By Debbie Emery – Radar Reporter
Currently serving a 28-year sentence for murder, Joran van der Sloot is getting used to his new prison digs after begin transferred from the relative luxury of Castro Castro to the high security hell of Piedras Gordas prison.
“He is very happy where he is, everyone is very friendly there,” his attorney Aldo Cotrina told RadarOnline.com in an exclusive interview.
As we previously reported, the convicted killer, who confessed to the May 2010 murder of 21-year-old student Stephany Flores in a Lima hotel room, was extremely depressed when he was sent to one of Peru’s toughest penitentiaries after pleading guilty in January.
“At the beginning, he found it hard as he was in solitary confinement for the first five days – there was no heat, no water, no bathroom; you get crazy down there as the conditions are hell,” explained Cotrina. “Now he is in the general population and he has more friends and he is settling in.”
In fact, the 24-year-old Dutchman is often the center of attention: “He is very popular there because he teaches English to the inmates, and he is very charismatic. He has a very good behavior record. He tries to help the other inmates because he has a superior education.”
Despite recent rumors that he is going to tie the knot, van der Sloot’s attorney told Radar that Joran is not getting married and doesn’t have girlfriend. “That was a joke.

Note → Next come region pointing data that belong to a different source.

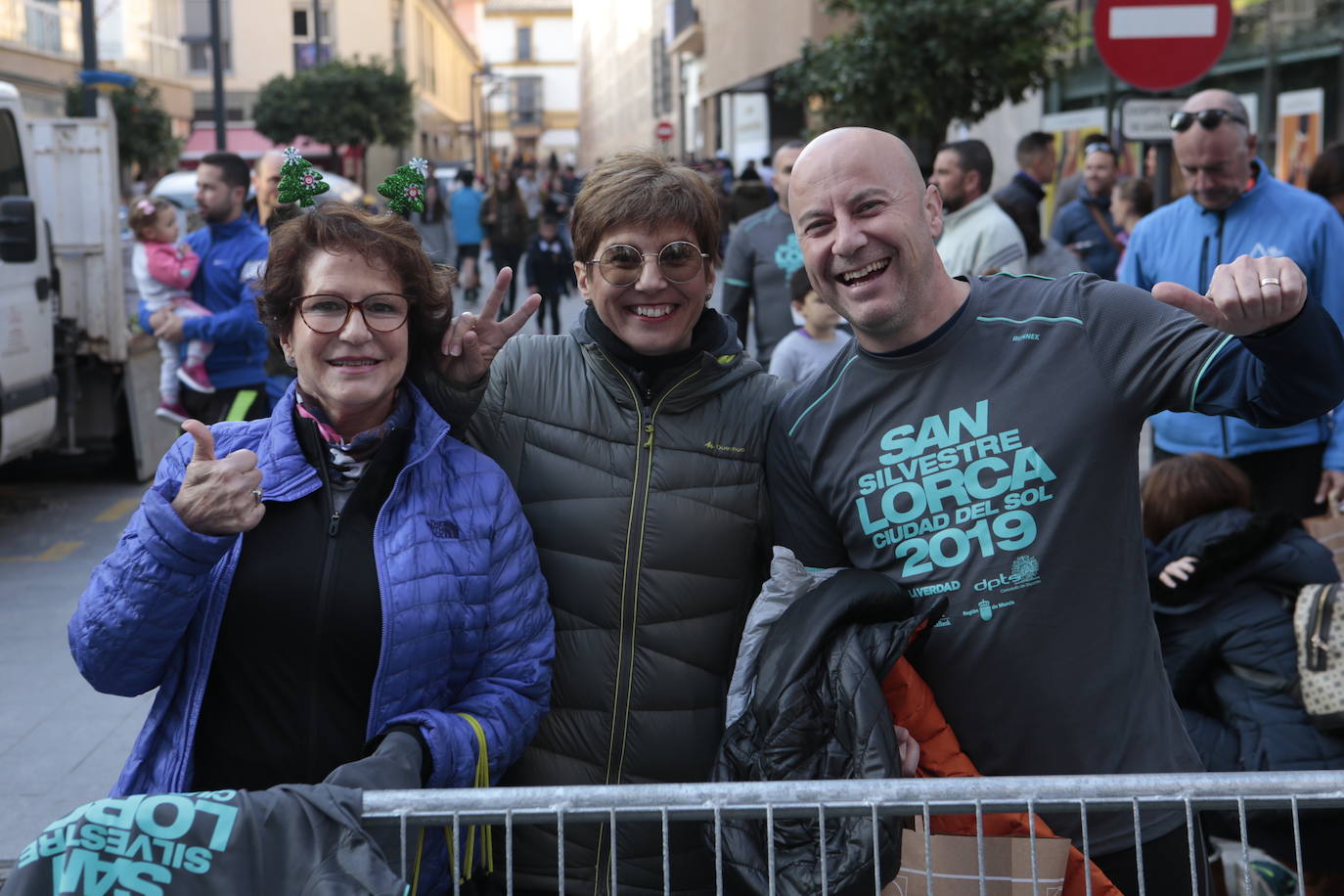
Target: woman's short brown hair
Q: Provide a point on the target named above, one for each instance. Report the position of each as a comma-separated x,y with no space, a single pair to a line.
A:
1182,488
383,241
643,191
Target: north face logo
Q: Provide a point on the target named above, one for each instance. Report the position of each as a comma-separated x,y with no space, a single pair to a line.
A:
442,528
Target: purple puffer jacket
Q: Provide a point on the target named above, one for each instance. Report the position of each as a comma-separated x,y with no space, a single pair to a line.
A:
467,626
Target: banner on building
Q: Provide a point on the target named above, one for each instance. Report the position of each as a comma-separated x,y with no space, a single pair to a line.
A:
1300,113
1070,129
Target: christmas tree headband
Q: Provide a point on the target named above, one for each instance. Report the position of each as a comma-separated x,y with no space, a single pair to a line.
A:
298,180
405,187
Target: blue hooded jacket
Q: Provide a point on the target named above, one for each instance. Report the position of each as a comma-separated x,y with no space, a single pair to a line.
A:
1185,242
232,256
467,628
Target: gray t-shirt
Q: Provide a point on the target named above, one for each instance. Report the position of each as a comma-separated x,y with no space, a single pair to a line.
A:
761,258
798,355
998,468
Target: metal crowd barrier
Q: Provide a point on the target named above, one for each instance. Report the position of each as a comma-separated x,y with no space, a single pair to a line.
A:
506,808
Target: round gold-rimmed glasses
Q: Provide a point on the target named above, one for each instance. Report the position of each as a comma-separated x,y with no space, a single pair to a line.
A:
621,265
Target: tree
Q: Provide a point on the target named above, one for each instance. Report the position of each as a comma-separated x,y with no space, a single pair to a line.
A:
144,128
340,104
916,66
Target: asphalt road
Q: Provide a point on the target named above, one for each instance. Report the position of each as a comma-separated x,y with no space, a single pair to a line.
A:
62,743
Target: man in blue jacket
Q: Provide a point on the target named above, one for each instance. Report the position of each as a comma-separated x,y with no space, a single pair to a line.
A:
233,251
1235,207
1085,225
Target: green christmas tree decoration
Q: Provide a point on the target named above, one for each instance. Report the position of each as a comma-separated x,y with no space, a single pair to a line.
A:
405,187
298,180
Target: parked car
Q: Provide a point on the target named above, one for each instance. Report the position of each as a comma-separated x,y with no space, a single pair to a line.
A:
180,190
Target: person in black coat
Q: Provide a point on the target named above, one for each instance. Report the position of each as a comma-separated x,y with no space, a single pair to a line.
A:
1224,586
550,272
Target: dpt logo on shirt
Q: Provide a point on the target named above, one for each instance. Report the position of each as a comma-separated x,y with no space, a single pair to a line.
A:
948,490
787,255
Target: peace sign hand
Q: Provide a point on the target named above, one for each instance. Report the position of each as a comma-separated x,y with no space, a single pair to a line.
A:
471,341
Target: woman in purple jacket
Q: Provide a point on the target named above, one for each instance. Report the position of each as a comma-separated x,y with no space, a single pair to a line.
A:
298,587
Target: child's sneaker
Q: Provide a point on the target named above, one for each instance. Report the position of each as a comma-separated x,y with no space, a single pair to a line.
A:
172,411
193,374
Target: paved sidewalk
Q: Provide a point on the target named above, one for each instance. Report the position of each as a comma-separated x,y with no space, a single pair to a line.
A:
61,741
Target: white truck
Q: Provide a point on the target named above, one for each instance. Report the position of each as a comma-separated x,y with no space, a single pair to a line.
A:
72,374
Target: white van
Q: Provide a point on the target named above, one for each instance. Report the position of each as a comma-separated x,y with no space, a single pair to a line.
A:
71,371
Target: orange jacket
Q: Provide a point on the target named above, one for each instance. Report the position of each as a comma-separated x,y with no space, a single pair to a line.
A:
913,707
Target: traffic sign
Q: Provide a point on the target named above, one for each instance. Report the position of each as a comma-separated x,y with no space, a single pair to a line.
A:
1148,119
1156,45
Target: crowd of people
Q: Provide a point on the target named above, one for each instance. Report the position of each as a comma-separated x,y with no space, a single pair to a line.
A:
441,525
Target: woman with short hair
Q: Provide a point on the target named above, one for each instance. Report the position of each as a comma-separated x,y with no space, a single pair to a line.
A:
636,442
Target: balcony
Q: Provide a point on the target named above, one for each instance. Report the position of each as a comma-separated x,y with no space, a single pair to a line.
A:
685,27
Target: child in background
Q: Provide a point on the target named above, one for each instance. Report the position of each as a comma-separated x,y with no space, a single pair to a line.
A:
1224,586
809,348
164,270
550,270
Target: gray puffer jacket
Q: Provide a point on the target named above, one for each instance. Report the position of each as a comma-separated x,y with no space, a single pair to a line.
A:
652,527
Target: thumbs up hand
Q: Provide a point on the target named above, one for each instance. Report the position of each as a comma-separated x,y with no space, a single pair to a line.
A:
218,496
1245,297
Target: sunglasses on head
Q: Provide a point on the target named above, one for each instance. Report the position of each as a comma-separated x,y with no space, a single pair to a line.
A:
1208,118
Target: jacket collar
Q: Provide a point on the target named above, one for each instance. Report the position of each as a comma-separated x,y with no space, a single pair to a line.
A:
287,473
704,374
966,211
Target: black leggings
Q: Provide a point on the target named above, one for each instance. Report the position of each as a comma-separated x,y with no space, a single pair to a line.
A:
1165,866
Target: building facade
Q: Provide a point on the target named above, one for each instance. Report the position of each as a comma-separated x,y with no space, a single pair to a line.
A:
530,92
261,39
40,50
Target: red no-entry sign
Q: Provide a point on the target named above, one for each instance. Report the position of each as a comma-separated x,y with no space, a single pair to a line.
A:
1156,45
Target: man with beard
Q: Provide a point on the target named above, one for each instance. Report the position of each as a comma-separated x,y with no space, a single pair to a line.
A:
1234,207
976,442
233,252
977,236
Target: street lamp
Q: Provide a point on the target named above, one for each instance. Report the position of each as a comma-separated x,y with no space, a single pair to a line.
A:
491,85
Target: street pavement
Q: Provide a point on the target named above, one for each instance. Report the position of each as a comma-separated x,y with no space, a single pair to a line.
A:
61,741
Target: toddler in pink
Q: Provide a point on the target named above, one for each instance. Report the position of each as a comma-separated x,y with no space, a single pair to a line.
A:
164,270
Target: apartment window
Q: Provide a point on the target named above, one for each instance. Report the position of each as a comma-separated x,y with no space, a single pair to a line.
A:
525,101
197,35
301,22
198,57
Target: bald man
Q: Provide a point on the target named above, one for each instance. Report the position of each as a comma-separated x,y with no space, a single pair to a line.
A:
976,442
1235,207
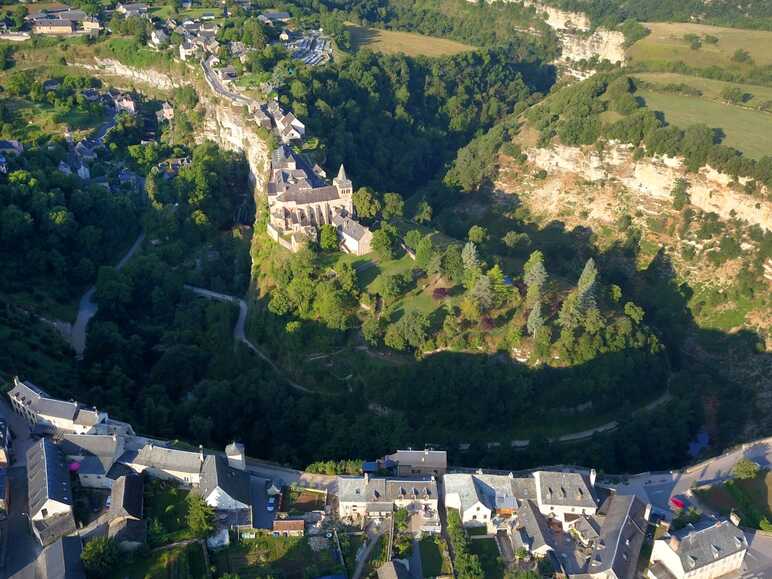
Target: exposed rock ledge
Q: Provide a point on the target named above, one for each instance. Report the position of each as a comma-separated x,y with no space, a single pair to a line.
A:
154,78
709,190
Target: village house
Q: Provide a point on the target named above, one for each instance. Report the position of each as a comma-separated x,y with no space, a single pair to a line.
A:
188,50
363,497
93,455
53,26
180,466
158,38
704,550
48,492
419,462
60,560
47,414
127,525
129,10
289,527
5,444
620,524
11,147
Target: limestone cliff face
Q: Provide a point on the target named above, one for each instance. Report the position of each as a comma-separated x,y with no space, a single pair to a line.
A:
654,178
223,124
153,78
229,128
576,39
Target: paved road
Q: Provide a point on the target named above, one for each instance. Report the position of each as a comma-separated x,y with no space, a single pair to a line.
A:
87,308
660,488
240,335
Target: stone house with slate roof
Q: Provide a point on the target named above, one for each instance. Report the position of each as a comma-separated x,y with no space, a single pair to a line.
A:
127,525
49,414
48,492
95,454
707,549
61,560
367,496
181,466
300,201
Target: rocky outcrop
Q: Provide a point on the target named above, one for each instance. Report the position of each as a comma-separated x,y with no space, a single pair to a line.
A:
655,178
577,38
230,128
605,44
154,78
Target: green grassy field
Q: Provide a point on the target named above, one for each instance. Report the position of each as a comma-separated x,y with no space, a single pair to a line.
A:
666,44
167,504
710,89
287,557
490,559
434,561
179,561
393,42
746,130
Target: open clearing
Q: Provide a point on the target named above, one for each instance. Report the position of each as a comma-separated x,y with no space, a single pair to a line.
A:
393,42
745,130
711,89
666,43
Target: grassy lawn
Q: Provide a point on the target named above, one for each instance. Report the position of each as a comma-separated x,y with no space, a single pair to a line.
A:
392,42
286,557
711,89
666,44
167,504
301,501
181,561
434,559
751,499
488,552
745,130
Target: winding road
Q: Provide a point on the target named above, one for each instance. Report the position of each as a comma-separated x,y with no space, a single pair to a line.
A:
240,335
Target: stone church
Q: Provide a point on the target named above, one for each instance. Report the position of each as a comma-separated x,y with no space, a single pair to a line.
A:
300,201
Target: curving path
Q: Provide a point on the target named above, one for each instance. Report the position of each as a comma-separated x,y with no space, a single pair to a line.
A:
240,335
87,308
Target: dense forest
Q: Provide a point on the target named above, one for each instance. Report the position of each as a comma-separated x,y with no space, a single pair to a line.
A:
395,121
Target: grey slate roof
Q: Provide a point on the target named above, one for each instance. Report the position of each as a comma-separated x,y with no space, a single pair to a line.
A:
565,489
622,531
234,482
127,497
494,491
61,560
102,449
708,541
164,458
47,476
378,490
532,531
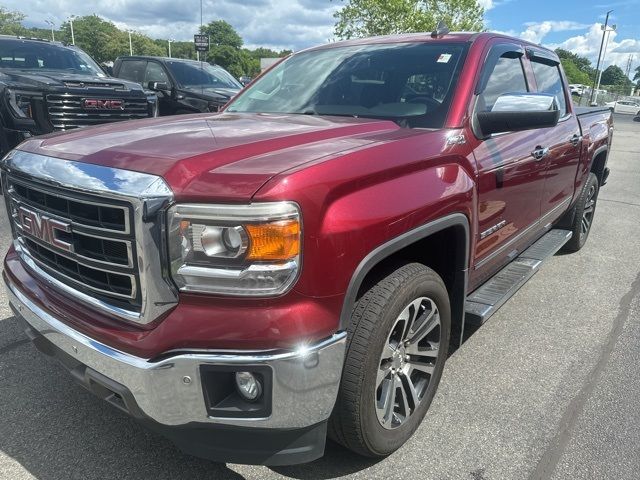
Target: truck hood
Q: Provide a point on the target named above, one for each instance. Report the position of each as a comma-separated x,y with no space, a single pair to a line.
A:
51,79
213,92
205,157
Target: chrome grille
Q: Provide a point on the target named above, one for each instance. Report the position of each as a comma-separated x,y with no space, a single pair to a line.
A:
96,234
66,111
101,259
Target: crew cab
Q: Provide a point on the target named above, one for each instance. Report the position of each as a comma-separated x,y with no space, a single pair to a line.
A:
48,86
298,265
183,86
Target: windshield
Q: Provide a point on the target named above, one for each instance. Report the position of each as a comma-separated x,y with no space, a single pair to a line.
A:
410,83
31,55
204,75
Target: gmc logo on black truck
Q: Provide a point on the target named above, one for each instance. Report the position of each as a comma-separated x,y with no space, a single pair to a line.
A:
102,104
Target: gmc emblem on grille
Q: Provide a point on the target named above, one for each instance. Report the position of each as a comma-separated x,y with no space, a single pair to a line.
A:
102,104
44,228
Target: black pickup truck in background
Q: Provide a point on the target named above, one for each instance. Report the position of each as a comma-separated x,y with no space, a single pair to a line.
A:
48,86
183,86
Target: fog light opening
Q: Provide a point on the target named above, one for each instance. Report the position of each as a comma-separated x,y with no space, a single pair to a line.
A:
248,386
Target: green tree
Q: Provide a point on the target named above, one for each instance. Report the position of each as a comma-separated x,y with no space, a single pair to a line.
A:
582,63
105,42
362,18
222,33
577,68
613,75
11,22
574,74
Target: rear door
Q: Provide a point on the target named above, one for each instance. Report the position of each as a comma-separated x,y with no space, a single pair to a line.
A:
564,141
510,180
156,72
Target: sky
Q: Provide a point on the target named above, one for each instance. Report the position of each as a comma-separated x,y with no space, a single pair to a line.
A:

Some people are trying to tarnish his image,” Cotrina told Radar. “I spoke with Joran last week, he said face-to-face that he is not going to get married.”
While Joran tries to settle into the place that could be his permanent residence for almost three decades, his attorney is campaigning on his behalf.
“The sentence of 28 years was excessive because according to the Peruvian penal law, Joran was only meant to get 15 to 17 years, so I am appealing to the supreme court to make a complaint to the Inter-American Commission of Human Rights,” he explained.
“We are hoping to get it reduced by 10 years,” said Cotrino, who also preparing a $50 million lawsuit on van der Sloot’s behalf protesting the “excessive sentence.”
Meanwhile, van der Sloot remains the prime suspect in the 2005 disappearance of an Alabama teen while she was vacationing in Aruba. He was arrested twice in connection with her disappearance, but was never charged with any crime. The teen remains missing and has long been presumed dead.